What does “Pifeltro resistance” mean?
Pifeltro (doravirine) resistance means the virus (HIV) changes so doravirine no longer controls it as well. This can happen when doravirine is used while the virus already has resistance-associated mutations, or after treatment failure where resistance mutations develop over time.
What resistance mutations are linked to doravirine (Pifeltro)?
Doravirine is a non-nucleoside reverse transcriptase inhibitor (NNRTI).

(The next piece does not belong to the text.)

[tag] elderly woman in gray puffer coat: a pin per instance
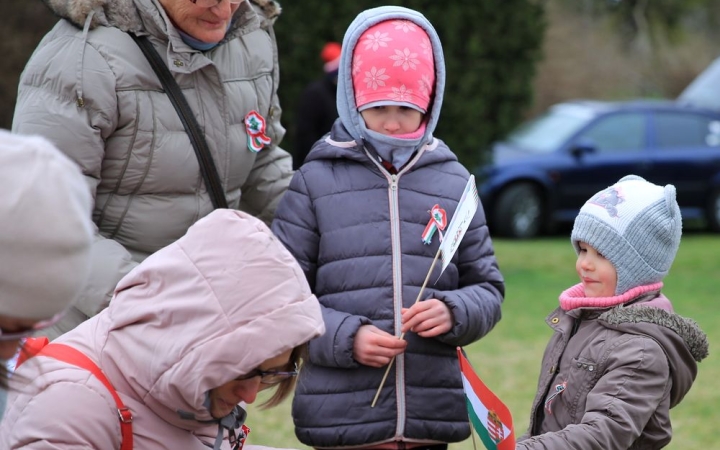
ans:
(90, 90)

Resistance to NNRTIs is typically driven by mutations in HIV reverse transcriptase that change how the NNRTI binds. The practical takeaway is that certain NNRTI resistance patterns can reduce doravirine activity, and clinicians use genotype testing to check for these mutations before and during therapy.
How does someone get doravirine resistance?
Common pathways include:
- Starting Pifeltro with HIV that already contains resistance mutations (transmitted resistance).

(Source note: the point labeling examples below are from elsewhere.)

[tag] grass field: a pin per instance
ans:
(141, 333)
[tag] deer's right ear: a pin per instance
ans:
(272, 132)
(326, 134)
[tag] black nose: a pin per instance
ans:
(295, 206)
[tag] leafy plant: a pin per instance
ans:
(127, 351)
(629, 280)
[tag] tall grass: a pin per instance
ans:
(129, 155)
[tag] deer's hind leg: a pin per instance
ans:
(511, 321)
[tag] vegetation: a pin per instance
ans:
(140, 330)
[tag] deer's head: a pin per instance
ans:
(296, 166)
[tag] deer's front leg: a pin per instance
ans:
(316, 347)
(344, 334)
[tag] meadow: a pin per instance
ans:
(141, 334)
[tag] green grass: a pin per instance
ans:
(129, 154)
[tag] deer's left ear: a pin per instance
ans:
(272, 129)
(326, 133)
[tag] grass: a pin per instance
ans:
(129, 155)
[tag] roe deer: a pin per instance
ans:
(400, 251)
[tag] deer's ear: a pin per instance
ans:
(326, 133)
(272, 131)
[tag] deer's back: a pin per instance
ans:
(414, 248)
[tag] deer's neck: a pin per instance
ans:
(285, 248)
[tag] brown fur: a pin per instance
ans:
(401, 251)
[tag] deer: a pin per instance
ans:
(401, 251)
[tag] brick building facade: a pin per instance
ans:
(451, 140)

- Taking therapy inconsistently, which can allow the virus to replicate and accumulate resistance.
- Treatment failure that is not addressed quickly enough, letting resistant strains expand.
How is resistance detected—do you need a genotype test?

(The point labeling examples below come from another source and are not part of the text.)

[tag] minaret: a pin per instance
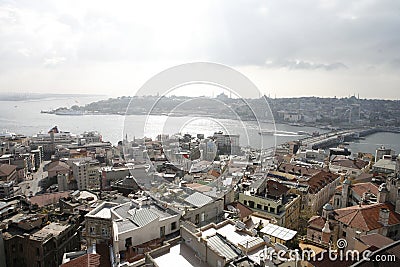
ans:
(326, 233)
(327, 209)
(382, 193)
(345, 192)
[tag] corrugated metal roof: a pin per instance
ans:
(251, 242)
(198, 199)
(125, 225)
(143, 217)
(219, 246)
(278, 232)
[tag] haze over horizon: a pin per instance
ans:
(287, 48)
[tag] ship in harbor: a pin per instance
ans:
(69, 112)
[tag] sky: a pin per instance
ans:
(288, 48)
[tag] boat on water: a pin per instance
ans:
(302, 133)
(47, 111)
(69, 112)
(266, 132)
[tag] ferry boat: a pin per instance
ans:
(69, 112)
(266, 132)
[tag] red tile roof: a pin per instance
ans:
(376, 240)
(366, 217)
(316, 222)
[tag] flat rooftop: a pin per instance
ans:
(228, 231)
(180, 255)
(52, 229)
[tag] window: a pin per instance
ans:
(104, 232)
(173, 226)
(162, 231)
(271, 209)
(92, 230)
(128, 242)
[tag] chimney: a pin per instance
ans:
(384, 216)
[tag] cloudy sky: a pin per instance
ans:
(288, 48)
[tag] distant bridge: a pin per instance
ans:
(336, 137)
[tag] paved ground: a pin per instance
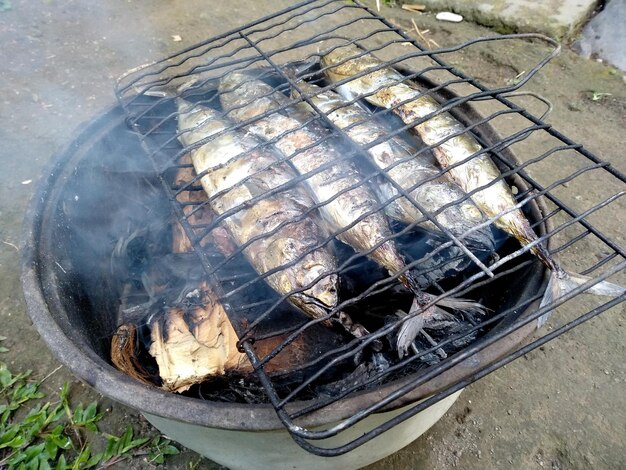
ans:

When resistance is suspected (for example, viral load is not suppressed or rebounds), clinicians typically order HIV resistance testing (genotype). The genotype result helps determine whether doravirine should be continued, changed, or replaced with an alternative regimen.
What happens if a patient has doravirine resistance?
If resistance reduces doravirine effectiveness, viral suppression may fail and the HIV virus can rebound. Continuing a failing regimen can allow additional resistance mutations to build, limiting future treatment options. In practice, clinicians switch to a new combination based on the resistance profile and prior drug exposure.
How does doravirine resistance compare with resistance to other NNRTIs?
Because doravirine is an NNRTI like drugs such as efavirenz and rilpivirine, NNRTI resistance mechanisms can overlap. Some mutations can reduce susceptibility to multiple NNRTIs, which is why genotype results matter more than assuming one NNRTI will still work after failure on another.
What treatment alternatives are used if doravirine can’t be used?
Switch regimens depend on the individual’s history and genotype, but generally involve combining drugs from other HIV classes (for example, boosted protease inhibitors and/or integrase inhibitors) that can still suppress the virus despite NNRTI resistance.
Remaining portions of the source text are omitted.